VIRUSES AND LYMPHOMAS

HIV infection and lymphoma

K L Grogg1, R F Miller2 and A Dogan1

1 Department of Laboratory Medicine and Pathology, Mayo Clinic, Rochester, Minnesota, USA
2 Centre for Sexual Health and HIV Research, Department of Population Sciences and Primary Care, University College London, and Department of Infectious and Tropical Diseases, London School of Hygiene and Tropical Medicine, London, UK

Correspondence to:
Professor Ahmet Dogan, Department of Laboratory Medicine and Pathology, Mayo Clinic, 200 First Street SW, Rochester MN 55905, USA; dogan.ahmet{at}mayo.edu

The incidence of lymphoma in patients with HIV infection greatly exceeds that of the general population.

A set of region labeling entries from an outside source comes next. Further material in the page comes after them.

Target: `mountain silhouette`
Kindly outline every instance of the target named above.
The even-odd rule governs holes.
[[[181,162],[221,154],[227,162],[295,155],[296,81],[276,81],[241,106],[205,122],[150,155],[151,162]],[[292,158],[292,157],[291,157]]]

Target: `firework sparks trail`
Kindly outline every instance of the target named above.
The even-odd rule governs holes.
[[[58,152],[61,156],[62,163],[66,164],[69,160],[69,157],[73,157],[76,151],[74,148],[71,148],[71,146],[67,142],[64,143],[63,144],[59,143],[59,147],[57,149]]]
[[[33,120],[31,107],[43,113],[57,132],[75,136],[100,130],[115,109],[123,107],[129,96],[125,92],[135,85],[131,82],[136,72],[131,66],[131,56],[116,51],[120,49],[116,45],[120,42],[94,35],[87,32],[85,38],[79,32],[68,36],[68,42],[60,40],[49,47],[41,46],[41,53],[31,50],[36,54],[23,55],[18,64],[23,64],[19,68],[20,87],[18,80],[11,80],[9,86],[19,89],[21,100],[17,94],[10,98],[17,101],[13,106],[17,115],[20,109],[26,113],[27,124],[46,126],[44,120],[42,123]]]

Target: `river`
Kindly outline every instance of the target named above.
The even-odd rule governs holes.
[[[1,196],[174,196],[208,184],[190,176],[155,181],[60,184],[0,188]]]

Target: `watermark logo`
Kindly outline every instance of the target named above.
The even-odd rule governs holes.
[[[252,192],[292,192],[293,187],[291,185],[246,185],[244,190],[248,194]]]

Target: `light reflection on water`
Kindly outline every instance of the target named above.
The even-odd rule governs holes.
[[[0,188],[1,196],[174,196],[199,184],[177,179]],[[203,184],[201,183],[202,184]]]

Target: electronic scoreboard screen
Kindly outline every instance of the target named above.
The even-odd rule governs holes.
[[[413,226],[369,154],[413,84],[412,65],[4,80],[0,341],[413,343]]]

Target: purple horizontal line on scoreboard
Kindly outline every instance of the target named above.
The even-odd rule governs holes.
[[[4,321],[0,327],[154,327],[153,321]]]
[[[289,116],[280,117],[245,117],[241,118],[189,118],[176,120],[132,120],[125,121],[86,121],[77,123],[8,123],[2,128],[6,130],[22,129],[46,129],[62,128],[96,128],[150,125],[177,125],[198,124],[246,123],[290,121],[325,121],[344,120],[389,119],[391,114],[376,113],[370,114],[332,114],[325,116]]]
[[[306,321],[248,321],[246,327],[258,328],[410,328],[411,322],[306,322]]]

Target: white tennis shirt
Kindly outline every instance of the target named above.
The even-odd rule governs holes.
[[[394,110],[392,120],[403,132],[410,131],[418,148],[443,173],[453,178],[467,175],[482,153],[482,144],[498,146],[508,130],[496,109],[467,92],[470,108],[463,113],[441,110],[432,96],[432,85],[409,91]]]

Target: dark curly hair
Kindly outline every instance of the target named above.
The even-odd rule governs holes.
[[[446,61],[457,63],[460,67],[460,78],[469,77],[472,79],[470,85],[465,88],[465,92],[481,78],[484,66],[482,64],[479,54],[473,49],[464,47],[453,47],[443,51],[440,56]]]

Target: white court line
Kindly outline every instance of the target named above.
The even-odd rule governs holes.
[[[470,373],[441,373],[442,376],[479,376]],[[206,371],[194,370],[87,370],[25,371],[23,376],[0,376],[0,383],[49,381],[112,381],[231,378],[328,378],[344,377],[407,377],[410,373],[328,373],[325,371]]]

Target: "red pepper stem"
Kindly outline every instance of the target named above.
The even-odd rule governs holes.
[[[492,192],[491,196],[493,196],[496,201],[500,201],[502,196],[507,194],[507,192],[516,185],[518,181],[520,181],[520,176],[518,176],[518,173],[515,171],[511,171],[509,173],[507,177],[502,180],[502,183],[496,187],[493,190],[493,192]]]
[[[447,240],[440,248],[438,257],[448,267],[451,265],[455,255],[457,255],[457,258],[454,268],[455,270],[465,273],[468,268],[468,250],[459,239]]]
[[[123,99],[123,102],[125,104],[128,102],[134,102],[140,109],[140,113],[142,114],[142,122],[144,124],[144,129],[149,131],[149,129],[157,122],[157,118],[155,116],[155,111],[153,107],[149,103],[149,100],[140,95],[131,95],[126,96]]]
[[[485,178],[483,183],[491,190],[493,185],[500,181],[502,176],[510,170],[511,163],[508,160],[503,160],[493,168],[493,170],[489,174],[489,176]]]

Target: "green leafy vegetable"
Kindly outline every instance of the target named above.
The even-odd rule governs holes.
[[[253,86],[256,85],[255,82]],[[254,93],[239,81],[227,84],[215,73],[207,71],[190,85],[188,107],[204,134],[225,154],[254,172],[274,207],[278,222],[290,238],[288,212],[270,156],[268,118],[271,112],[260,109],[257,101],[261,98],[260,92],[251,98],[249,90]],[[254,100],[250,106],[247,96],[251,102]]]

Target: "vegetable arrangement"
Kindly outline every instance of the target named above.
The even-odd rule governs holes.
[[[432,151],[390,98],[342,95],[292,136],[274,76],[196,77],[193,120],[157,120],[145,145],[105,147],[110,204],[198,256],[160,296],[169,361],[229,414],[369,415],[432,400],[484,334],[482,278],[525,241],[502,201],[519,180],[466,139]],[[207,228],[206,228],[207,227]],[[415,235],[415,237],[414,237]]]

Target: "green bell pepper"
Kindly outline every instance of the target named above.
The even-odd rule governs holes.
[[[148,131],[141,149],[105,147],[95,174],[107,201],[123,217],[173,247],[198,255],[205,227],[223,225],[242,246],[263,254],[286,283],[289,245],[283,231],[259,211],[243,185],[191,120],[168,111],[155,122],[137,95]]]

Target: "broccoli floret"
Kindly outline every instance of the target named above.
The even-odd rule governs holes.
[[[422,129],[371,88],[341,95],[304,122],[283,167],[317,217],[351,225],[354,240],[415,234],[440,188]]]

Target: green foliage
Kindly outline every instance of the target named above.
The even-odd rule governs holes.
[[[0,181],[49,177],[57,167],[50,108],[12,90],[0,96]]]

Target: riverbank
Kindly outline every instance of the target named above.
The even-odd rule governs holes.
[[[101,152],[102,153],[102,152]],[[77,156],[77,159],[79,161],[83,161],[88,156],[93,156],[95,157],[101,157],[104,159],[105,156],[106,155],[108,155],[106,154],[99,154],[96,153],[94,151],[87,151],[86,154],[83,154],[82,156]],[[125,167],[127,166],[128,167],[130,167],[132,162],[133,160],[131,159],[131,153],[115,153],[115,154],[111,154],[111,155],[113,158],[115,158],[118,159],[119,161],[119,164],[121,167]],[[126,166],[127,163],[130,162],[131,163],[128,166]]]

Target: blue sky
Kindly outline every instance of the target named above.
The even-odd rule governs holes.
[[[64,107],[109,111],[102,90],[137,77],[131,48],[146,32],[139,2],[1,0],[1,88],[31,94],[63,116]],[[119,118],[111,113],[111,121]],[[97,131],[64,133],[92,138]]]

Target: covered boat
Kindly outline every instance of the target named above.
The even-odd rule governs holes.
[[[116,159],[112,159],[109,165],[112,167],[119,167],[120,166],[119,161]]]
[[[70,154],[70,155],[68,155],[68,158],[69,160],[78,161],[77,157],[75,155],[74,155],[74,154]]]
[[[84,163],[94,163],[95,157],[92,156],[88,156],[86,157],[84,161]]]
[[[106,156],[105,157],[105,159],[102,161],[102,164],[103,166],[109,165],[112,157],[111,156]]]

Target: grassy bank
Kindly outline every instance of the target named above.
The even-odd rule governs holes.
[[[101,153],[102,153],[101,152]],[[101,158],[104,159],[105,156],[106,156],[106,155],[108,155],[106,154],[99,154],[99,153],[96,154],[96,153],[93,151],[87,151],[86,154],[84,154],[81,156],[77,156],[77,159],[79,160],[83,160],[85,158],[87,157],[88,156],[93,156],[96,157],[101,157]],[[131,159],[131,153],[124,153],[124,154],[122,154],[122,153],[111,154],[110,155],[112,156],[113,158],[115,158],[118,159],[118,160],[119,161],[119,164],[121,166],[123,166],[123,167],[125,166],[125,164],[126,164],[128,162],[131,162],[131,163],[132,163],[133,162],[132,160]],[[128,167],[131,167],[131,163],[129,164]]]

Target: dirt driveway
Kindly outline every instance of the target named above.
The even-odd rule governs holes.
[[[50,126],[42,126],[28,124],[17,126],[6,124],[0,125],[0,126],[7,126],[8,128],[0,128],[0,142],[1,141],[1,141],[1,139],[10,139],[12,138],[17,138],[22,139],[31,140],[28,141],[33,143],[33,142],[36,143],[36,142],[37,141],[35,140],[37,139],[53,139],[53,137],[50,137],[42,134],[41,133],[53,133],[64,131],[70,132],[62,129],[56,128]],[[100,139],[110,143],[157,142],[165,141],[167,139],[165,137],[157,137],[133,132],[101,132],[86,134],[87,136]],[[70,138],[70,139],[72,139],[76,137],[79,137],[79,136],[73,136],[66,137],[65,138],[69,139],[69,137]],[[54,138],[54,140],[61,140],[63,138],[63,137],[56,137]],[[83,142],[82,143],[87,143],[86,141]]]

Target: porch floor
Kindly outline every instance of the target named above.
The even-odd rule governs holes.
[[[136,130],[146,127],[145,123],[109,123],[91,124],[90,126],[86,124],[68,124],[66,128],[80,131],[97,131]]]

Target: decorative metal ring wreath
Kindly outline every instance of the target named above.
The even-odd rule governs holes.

The increased risk for lymphoma appears related to multiple factors, including the transforming properties of the retrovirus itself, the immunosuppression and cytokine dysregulation that results from the disease, and, most importantly, opportunistic infections with other lymphotrophic herpes viruses such as Epstein–Barr virus and human herpesvirus 8. Histologically lymphomas fall into three groups: (1) those also occurring in immunocompetent patients; (2) those occurring more specifically in HIV-positive patients; and (3) those also occurring in patients with other forms of immunosuppression. Aggressive lymphomas account for the vast majority cases. They frequently present with advanced stage, bulky disease with high tumour burden and, typically, involve extranodal sites. Clinical outcome appears to be worse than in similar aggressive lymphomas in the general population. However, following the introduction of highly active antiretroviral therapy, the risk for developing lymphoma in the context of HIV infection has decreased and the clinical outcome has improved.